In enzymology, an ethanolamine ammonia-lyase (EC 4.3.1.7) is an enzyme that catalyzes the chemical reaction

ethanolamine

\rightleftharpoons

acetaldehyde + NH₃

Hence, this enzyme has one substrate, ethanolamine, and two products, acetaldehyde and NH₃.

This enzyme belongs to the family of lyases, specifically ammonia lyases, which cleave carbon-nitrogen bonds. The systematic name of this enzyme class is ethanolamine ammonia-lyase (acetaldehyde-forming). This enzyme is also called ethanolamine deaminase. This enzyme participates in glycerophospholipid metabolism. It employs one cofactor, adenosylcobalamin.

Structural studies

As of early 2011, several structures have been solved for this class of enzymes. The first structure solved was the active site containing EutB subunit of EAL from Listeria monocytogenes with the PDB accession code 2QEZ. Later, more structures have become available from Escherichia coli that include both EAL subunits bound to various ligands.

References

Bradbeer C (1965). "The clostridial fermentations of choline and ethanolamine. 1 Preparation and properties of cell-free extracts". J. Biol.

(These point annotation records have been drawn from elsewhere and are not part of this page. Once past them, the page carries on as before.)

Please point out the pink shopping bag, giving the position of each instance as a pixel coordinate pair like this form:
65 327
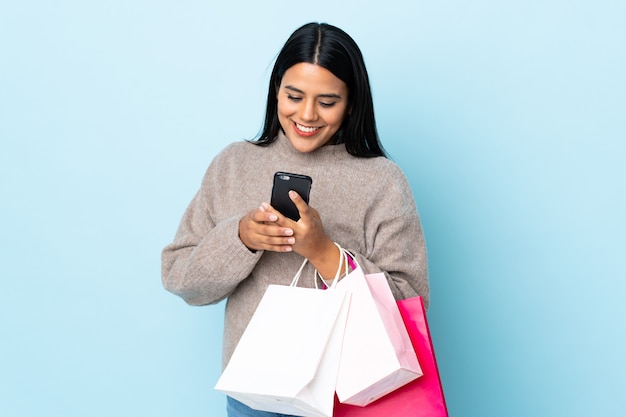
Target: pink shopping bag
421 398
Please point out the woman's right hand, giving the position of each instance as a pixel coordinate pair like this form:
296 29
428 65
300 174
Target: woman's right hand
258 231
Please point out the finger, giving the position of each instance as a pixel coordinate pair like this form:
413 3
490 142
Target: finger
301 205
264 214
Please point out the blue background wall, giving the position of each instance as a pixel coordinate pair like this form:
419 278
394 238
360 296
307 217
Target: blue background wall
508 118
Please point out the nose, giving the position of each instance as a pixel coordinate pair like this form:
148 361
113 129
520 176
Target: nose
307 111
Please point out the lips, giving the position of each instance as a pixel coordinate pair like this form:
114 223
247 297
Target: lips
305 130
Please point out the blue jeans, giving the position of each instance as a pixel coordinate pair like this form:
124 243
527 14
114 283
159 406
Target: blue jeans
236 409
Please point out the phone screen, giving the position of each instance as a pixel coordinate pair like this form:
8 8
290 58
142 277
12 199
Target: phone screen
283 183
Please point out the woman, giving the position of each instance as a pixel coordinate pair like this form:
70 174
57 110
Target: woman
319 122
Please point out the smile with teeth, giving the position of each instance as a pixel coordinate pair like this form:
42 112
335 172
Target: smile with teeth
306 129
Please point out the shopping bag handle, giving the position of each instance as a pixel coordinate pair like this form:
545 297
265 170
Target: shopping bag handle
343 255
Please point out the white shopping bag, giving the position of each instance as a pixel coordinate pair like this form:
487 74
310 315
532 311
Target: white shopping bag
377 355
288 357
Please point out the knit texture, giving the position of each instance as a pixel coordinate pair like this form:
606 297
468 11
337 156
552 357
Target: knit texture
365 204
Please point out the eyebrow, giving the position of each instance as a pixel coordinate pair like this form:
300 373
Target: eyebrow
297 90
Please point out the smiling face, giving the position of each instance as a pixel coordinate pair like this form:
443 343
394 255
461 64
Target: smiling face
312 103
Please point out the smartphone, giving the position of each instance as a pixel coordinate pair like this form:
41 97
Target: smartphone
285 181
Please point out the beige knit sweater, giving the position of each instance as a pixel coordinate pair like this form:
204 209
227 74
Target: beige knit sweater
365 205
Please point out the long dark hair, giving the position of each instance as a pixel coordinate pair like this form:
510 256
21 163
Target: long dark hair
333 49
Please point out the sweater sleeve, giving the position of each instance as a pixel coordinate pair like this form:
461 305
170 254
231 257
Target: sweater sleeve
206 261
394 237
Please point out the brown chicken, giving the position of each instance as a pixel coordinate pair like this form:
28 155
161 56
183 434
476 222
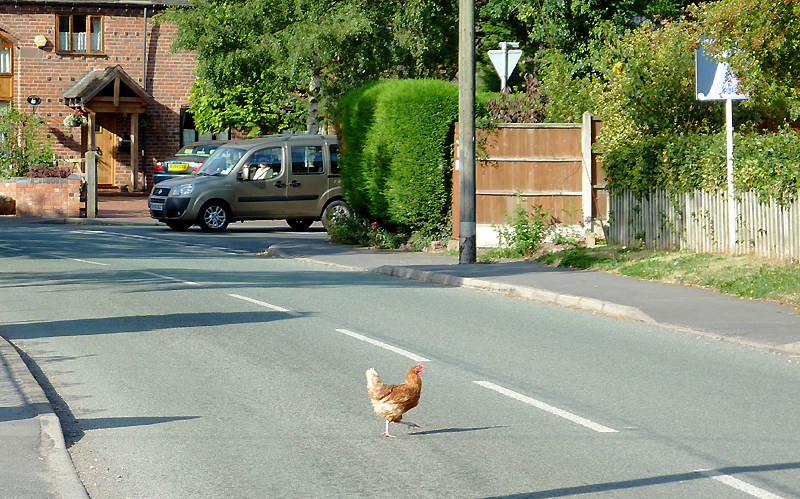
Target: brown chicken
392 401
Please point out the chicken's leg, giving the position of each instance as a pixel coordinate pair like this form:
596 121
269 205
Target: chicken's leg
410 425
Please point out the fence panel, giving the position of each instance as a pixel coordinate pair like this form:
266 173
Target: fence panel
699 221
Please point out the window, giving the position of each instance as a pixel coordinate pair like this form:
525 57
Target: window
5 56
307 159
189 134
80 33
6 70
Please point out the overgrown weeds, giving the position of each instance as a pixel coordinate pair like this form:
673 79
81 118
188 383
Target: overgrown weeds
745 276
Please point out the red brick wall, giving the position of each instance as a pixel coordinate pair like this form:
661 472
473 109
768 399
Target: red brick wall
44 197
43 72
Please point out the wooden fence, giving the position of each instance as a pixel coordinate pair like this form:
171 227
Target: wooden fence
699 221
548 164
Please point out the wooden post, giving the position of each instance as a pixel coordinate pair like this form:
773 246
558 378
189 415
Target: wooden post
467 252
586 183
135 150
91 170
91 184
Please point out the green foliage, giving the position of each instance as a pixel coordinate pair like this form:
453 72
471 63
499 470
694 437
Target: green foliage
761 38
526 107
396 141
768 164
359 231
568 96
524 232
23 144
649 87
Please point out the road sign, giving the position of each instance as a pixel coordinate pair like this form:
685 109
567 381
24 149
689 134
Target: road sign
713 80
504 62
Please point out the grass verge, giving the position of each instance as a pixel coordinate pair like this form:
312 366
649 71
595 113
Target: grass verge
740 275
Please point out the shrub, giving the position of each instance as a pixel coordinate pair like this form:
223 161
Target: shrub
359 231
397 139
523 232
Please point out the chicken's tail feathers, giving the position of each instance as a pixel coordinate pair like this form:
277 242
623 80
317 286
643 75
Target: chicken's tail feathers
373 380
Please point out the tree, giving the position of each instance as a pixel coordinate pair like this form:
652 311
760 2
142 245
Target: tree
761 41
258 59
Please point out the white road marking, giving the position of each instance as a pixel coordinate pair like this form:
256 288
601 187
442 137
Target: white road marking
190 283
404 353
547 407
265 304
738 484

Chem. 240 (12): 4669–74. PMID 5846987.
Bradbeer C (1965). "The clostridial fermentations of choline and ethanolamine. II Requirement for a cobamide coenzyme by an ethanolamine deaminase". J. Biol. Chem. 240 (12): 4675–81. PMID 5846988.
Kaplan BH, Stadtman ER (1968). "Ethanolamine deaminase, a cobamide coenzyme-dependent enzyme. I Purification, assay, and properties of the enzyme". J. Biol. Chem. 243 (8): 1787–93. PMID 4297225.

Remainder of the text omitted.